Übrigens ein Tipp: Wer die Möglichkeit hat, mit Christian Bauer über Egon Schiele, Erwin Osen oder Alessandra Comini zu sprechen oder an einer Führung mit ihm teilzunehmen, sollte diese Möglichkeit unbedingt nutzen.
Mehr über die einzelnen Bilder könnt ihr hier in der Broschüre erfahren. Dennoch – diese Blätter live gesehen zu haben ist noch einmal ganz etwas anderes.

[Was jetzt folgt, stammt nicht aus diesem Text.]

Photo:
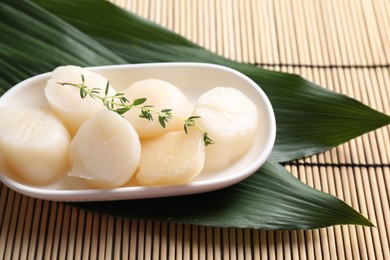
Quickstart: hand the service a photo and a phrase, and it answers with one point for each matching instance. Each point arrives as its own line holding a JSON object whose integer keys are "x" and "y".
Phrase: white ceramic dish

Wer noch nie im Schiele Museum in Tulln war, sollte sich auch Zeit für die weitere Ausstellungsteile nehmen. Mit einem Audioguide erfährt man mehr über die Eltern von Schiele, seine Schwestern Melanie und Gerti, seine Geliebte Wally Neuzil und seine Ehefrau Edith Harms.
Ein Stockwerk höher befindet sich der Forschergang, der unterschiedliche Zugänge zum Künstler aufzeigt und in dem auch Diethard und Elisabeth Leopold erzählen, wie es zu ihrer weltgrößten Schiele Sammlung kam. Dann geht es einmal ums Eck und hier taucht man gemeinsam mit Alessandra Comini in einzelne Lebensstationen Schieles ein. Das besondere an diesen Erzählungen ist, dass es Menschen sind, die Schiele wirklich erlebt haben. Comini hat diese Interviews in den 1960er Jahren mit den Schwestern Schieles und seiner Schwägerin gemacht.
An einer Station spricht sie auch selbst über ihre Begegnungen mit den Familienmitgliedern Schieles.
Schließlich steht man dann vor der zweiten Sonderausstellung, die sich dieses Mal Erwin Osen widmet. Osen war ein enger Freund Schieles und vom Charakter her anscheinend fast das Gegenteil zu Schiele. Osen war extrovertiert und in vielen Kunstrichtungen zu Hause: er war Tänzer, Musiker, Bühnenbildner, Pantomime und er scheint eine wesentliche Triebfeder zur Auseinandersetzung mit dem eigenen Körper auch für Schiele gewesen zu sein.
In der Sonderausstellung haben mich besonders seine Porträts der Patienten der „Irrenanstalt“ Steinhof beeindruckt, die er 1913 im Auftrag des Mediziners und Kunsthistorikers Adolf Kronfeld gemalt hat. Es entsteht eine Serie von 12 Bildern, von denen zwei in dieser Ausstellung zu sehen sind.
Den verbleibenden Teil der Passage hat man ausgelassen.